On Tue, Sep 5, 2017 at 5:34 PM, Daniel Gustafsson <daniel@yesql.se> wrote:
>> On 17 Aug 2017, at 11:08, Daniel Gustafsson <daniel@yesql.se> wrote:
>>> On 16 Aug 2017, at 17:51, Tom Lane <tgl@sss.pgh.pa.us> wrote:
>>> My thought is that if we are looking at words that have been through the
>>> parser, then it should *always* be plain strcmp; we should expect that
>>> the parser already did the appropriate case-folding.
>>
>> +1
>>
>>> pg_strcasecmp would be appropriate, perhaps, if we're dealing with stuff
>>> that somehow came in without going through the parser.
>>
>> In that case it would be up to the consumer of the data to handle required
>> case-folding for the expected input, so pg_strcasecmp or strcmp depending on
>> situation.
>
> This patch has been marked “Waiting on Author”, but I’m not sure what the
> concensus of this thread came to with regards to quoted keywords and backwards
> compatibility. There seems to be a 2-1 vote for allowing a break, and forcing
> all keywords out of the parser to be casefolded. Any other opinions?

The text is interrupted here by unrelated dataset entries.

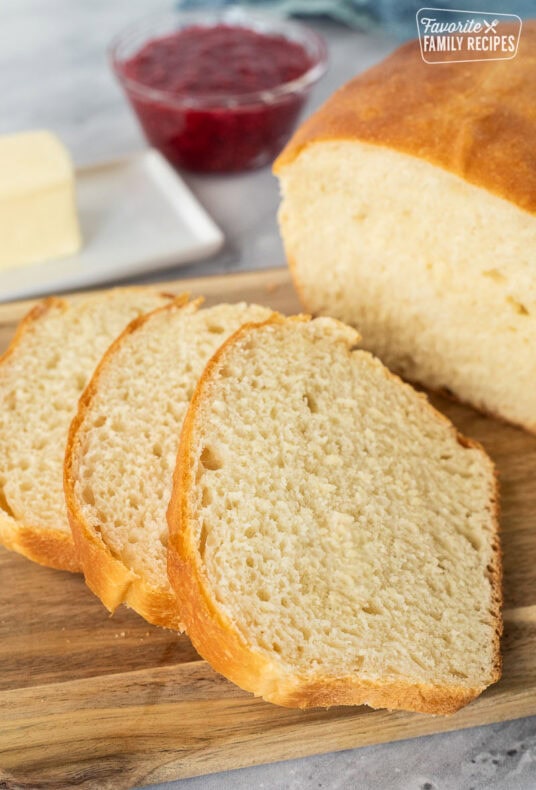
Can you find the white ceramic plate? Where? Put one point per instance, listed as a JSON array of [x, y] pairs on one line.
[[137, 216]]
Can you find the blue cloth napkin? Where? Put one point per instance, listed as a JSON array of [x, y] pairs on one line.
[[394, 17]]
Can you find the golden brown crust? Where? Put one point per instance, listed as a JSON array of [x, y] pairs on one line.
[[219, 641], [476, 120], [105, 574]]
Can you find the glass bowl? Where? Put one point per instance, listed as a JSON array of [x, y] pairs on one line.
[[217, 132]]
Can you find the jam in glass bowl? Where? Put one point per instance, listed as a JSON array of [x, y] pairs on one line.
[[218, 91]]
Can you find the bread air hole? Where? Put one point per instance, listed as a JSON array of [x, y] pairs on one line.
[[495, 275], [311, 403], [517, 306], [203, 541]]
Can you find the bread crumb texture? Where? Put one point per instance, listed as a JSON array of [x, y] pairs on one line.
[[437, 273], [42, 376], [337, 523], [126, 444]]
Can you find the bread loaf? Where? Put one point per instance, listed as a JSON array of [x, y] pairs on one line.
[[122, 449], [42, 375], [333, 540], [408, 210]]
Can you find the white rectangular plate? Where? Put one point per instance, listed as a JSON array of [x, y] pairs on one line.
[[137, 216]]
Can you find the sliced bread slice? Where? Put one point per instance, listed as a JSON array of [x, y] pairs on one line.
[[333, 539], [122, 449], [42, 374]]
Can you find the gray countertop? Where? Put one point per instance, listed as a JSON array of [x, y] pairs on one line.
[[54, 74]]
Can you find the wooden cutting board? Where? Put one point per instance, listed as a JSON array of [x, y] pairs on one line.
[[88, 700]]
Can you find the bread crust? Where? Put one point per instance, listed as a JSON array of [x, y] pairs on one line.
[[106, 574], [473, 119], [219, 640]]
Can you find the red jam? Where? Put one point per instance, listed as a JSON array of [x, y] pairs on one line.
[[207, 120]]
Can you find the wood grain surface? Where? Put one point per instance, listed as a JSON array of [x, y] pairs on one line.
[[88, 700]]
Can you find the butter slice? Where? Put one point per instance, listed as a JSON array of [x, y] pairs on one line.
[[38, 218]]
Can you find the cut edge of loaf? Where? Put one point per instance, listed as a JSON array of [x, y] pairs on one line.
[[106, 575], [52, 548], [218, 640], [445, 393]]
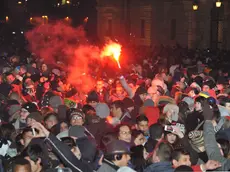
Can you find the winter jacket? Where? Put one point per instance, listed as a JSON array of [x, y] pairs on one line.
[[108, 166], [126, 87], [160, 167], [66, 156], [212, 148]]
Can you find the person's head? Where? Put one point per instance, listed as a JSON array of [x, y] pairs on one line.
[[23, 114], [72, 145], [198, 103], [34, 154], [180, 157], [27, 108], [183, 168], [119, 89], [50, 120], [99, 85], [63, 126], [139, 138], [118, 153], [26, 137], [171, 112], [170, 137], [46, 85], [225, 101], [22, 70], [34, 65], [7, 130], [18, 164], [162, 153], [156, 131], [92, 99], [34, 117], [224, 147], [44, 67], [142, 124], [117, 108], [124, 133], [77, 118], [10, 78]]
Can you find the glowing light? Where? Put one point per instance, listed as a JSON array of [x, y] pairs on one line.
[[114, 50], [218, 3], [195, 7], [86, 19]]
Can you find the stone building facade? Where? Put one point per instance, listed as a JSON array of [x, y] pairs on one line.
[[153, 22]]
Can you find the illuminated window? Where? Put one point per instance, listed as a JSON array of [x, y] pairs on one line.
[[142, 28]]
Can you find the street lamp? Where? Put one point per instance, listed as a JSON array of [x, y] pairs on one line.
[[195, 7], [218, 3]]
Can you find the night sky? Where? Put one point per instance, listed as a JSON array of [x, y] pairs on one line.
[[87, 8]]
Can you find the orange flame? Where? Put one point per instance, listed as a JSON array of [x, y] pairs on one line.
[[112, 49]]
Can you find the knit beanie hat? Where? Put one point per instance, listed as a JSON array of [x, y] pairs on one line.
[[175, 110], [30, 107], [189, 101], [102, 110], [196, 137], [37, 116], [55, 101]]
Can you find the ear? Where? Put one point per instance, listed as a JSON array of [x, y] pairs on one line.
[[38, 161]]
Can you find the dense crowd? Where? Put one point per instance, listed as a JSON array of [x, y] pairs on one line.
[[167, 111]]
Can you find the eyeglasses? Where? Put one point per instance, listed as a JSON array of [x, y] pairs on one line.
[[126, 132], [76, 117]]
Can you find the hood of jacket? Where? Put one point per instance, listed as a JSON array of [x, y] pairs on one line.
[[160, 166]]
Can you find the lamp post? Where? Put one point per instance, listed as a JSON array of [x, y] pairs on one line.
[[218, 3], [195, 7]]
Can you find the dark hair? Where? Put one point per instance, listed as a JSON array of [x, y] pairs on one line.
[[68, 141], [137, 158], [49, 115], [200, 99], [164, 152], [223, 100], [176, 154], [141, 118], [92, 96], [106, 139], [224, 146], [6, 131], [156, 131], [117, 129], [183, 168], [119, 104], [136, 133]]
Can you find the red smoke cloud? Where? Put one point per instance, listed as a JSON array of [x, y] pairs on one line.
[[61, 42]]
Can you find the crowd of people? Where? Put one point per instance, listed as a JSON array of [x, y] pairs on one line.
[[168, 111]]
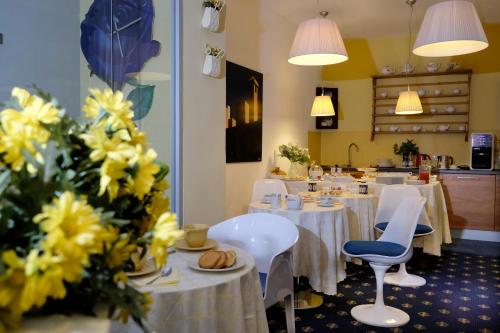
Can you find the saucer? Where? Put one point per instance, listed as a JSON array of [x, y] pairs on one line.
[[148, 268], [181, 244]]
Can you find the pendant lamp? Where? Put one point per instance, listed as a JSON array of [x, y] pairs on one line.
[[450, 28], [408, 101], [322, 106], [318, 42]]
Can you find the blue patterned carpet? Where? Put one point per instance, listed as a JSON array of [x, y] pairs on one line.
[[462, 294]]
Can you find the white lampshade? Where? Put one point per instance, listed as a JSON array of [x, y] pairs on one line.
[[322, 106], [408, 103], [450, 28], [317, 42]]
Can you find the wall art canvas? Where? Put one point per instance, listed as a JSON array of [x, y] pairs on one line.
[[117, 41], [243, 114], [329, 122]]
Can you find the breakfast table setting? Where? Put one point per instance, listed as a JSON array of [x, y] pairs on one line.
[[211, 287], [323, 229]]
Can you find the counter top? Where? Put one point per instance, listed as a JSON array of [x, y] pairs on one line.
[[442, 171]]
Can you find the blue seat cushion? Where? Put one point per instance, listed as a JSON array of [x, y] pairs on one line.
[[387, 249], [263, 277], [421, 228]]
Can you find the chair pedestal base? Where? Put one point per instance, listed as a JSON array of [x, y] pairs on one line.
[[381, 316], [307, 300], [403, 279]]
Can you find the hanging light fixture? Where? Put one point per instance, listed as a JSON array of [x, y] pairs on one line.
[[318, 42], [450, 28], [408, 101], [322, 106]]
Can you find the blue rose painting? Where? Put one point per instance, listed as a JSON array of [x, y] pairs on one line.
[[116, 40]]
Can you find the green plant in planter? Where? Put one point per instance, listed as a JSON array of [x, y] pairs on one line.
[[406, 148]]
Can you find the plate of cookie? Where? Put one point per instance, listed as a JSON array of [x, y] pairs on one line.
[[217, 261]]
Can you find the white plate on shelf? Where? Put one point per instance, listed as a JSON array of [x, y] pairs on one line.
[[193, 264]]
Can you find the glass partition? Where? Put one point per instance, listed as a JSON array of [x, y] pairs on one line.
[[66, 47]]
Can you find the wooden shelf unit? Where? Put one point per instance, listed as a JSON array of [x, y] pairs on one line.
[[443, 81]]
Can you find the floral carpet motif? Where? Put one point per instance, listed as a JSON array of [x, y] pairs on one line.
[[462, 294]]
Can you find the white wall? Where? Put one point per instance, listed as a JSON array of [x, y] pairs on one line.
[[203, 105], [41, 46], [260, 39]]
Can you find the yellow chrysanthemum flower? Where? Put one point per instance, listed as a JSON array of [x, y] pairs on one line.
[[21, 129], [145, 170], [165, 233], [12, 281], [16, 137], [44, 278], [74, 232], [34, 109], [8, 320], [111, 172]]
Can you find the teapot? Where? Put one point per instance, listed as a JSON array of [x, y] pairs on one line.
[[433, 67], [407, 68], [420, 158], [294, 202], [387, 70], [276, 200]]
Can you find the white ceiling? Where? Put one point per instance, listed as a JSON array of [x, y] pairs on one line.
[[371, 18]]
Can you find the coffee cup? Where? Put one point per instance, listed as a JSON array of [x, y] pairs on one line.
[[267, 198], [195, 234], [325, 200]]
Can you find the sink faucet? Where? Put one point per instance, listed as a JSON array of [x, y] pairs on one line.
[[349, 154]]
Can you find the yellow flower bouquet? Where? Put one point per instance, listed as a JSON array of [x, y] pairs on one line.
[[76, 201]]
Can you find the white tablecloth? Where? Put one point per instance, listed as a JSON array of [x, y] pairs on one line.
[[318, 252], [438, 216], [205, 302]]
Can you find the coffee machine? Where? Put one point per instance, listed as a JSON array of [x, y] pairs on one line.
[[482, 151]]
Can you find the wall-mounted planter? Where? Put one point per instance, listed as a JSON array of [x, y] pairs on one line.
[[212, 65], [211, 18]]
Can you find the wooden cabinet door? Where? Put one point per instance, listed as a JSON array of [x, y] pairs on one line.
[[497, 205], [470, 200]]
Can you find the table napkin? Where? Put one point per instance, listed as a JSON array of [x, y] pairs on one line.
[[171, 279]]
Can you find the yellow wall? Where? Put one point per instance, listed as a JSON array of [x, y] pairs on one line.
[[353, 78]]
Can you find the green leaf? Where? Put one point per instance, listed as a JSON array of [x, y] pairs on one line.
[[142, 97], [4, 180]]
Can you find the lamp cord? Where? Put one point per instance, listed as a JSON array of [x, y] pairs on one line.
[[409, 43]]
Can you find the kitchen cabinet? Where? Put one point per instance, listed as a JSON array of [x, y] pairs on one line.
[[470, 200], [497, 205]]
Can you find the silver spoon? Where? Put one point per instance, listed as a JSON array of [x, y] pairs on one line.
[[166, 271]]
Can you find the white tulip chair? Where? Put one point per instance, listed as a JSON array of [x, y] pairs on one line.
[[269, 239], [390, 197], [393, 247]]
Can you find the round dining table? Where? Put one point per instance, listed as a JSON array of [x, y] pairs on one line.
[[192, 301], [318, 252]]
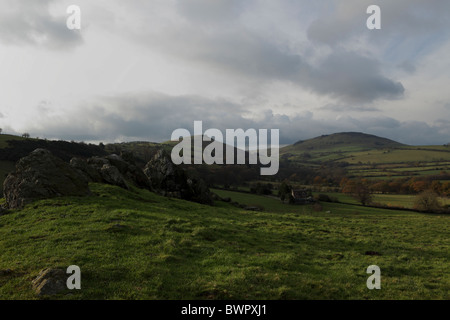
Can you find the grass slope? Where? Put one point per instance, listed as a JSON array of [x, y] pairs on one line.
[[137, 245]]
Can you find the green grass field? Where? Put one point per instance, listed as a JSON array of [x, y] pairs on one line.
[[137, 245]]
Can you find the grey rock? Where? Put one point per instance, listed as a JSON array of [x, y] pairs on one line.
[[41, 175], [50, 281], [170, 180]]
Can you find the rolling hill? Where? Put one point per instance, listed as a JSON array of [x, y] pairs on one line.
[[344, 141]]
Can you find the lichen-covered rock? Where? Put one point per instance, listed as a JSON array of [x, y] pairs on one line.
[[41, 175], [109, 169], [112, 176], [170, 180], [50, 281]]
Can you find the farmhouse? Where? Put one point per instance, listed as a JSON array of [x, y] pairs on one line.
[[302, 196]]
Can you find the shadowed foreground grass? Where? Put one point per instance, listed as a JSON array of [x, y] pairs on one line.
[[137, 245]]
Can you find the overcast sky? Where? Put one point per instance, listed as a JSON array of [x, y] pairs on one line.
[[139, 69]]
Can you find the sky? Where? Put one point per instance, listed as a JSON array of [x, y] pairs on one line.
[[139, 69]]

This patch impacts the DDL grammar of aggregates, operators,
collations, text search, views, etc. Still I agree with the purpose of
this thread that it would be nice to get a more consistent behavior
even if it breaks some queries, so +1 for the argument with the
post-parser comparison which should use strcmp.
The patch needs a rebase, and there are a couple of places that need
an extra lookup I think:
$ git grep defname -- *.c | grep strcasecmp | wc -l 39
Switching to "waiting on author" for now.